Andreas became a soldier accompanying Archduke Matthew on his campaign in the Netherlands (1577–1578), fighting as a captain on the Croatian-Turkish border in 1578 and 1579 under Hans Ferenberger von Auer and Christoph von Auersperg. In 1583 he rose to the rank of colonel and was appointed commander-in-chief (Feldobrist) of the Croatian and Dalmatian frontier lands in Karlstadt in 1589.

==Battle of Sisak==

On 22 June 1593, the day of Saint Acacius, the leader of the Ten thousand martyrs, a battle occurred near the fortress of Sisak in present-day Croatia, where the Sava and Kupa rivers meet.
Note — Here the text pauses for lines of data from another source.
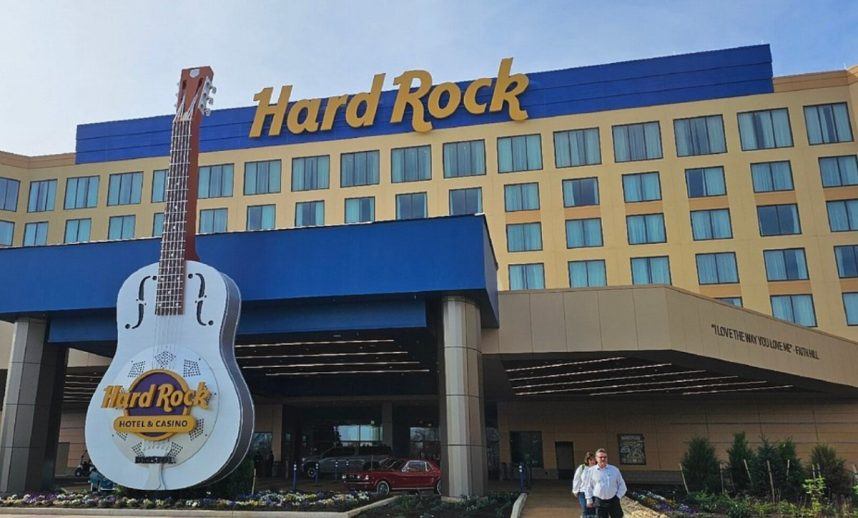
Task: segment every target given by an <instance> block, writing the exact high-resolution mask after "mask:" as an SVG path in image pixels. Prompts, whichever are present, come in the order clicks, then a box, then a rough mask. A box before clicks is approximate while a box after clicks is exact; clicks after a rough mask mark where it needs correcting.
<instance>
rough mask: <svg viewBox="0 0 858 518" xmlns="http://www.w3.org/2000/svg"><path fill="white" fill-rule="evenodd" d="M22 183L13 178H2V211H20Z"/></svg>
mask: <svg viewBox="0 0 858 518" xmlns="http://www.w3.org/2000/svg"><path fill="white" fill-rule="evenodd" d="M20 186H21V182H19V181H18V180H13V179H11V178H0V210H11V211H12V212H15V211H16V210H18V190H19V188H20Z"/></svg>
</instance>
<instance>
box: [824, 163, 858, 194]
mask: <svg viewBox="0 0 858 518" xmlns="http://www.w3.org/2000/svg"><path fill="white" fill-rule="evenodd" d="M819 174H820V175H822V186H823V187H840V186H843V185H858V156H856V155H846V156H830V157H824V158H820V159H819Z"/></svg>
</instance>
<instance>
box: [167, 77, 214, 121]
mask: <svg viewBox="0 0 858 518" xmlns="http://www.w3.org/2000/svg"><path fill="white" fill-rule="evenodd" d="M213 78H214V71H212V69H211V67H195V68H186V69H184V70H182V76H181V78H180V79H179V83H178V84H179V93H178V94H176V97H177V102H176V117H177V118H179V119H184V120H191V119H193V118H194V116H196V115H197V113H200V114H202V115H209V114H210V113H211V108H210V105H211V104H213V103H214V99H213V98H212V96H213V95H214V93H215V92H216V91H217V89H216V88H215V87H214V85H213V84H212V79H213Z"/></svg>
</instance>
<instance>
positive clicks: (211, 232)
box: [200, 209, 227, 234]
mask: <svg viewBox="0 0 858 518" xmlns="http://www.w3.org/2000/svg"><path fill="white" fill-rule="evenodd" d="M226 217H227V211H226V209H203V210H201V211H200V234H214V233H216V232H226Z"/></svg>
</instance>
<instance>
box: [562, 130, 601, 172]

It was the last fortress the Ottomans needed to conquer in order to expand northward into central Europe virtually unopposed.

Sources report that the Ottoman army attacking the fortress was 38,000 strong, commanded by the Bosnian beylerbey (governor-general), Hasan Pasha (born Niko Predojević). The Carniolan army under the command of the Ban of Croatia, Tamás Erdődy, which was defending the fort counted only 4,000 to 5,000 men led by Andreas von Auersperg and Ruprecht von Eggenberg and reinforced by 1,240 Croatian horsemen and 500 Silesian mounted riflemen. Hasan Pasha attacked with his main force but was repelled by the heavy fire of the defending army. The Turks then retreated to the bridge they had just crossed, but Auersperg sent the arquebusars to capture the bridge. The Ottomans were then forced to swim to the other side of the river. About 8,000 Ottomans died during the retreat, including Hasan Pasha, who drowned in the river. The remaining Ottomans (who were guarding the camp) set their gunpowder on fire and fled. Thus, Auersperg won the Battle of Sisak and saved central Europe from imminent Ottoman invasion, whereupon Pope Clement VIII sent the Protestant—who was nicknamed the "Carniolan Achilles" or even the "Christian Achill(es)" and called "the Terror of the Turks"—a handwritten letter of congratulation.

Andreas von Auersperg died unmarried in Karlovac three months later.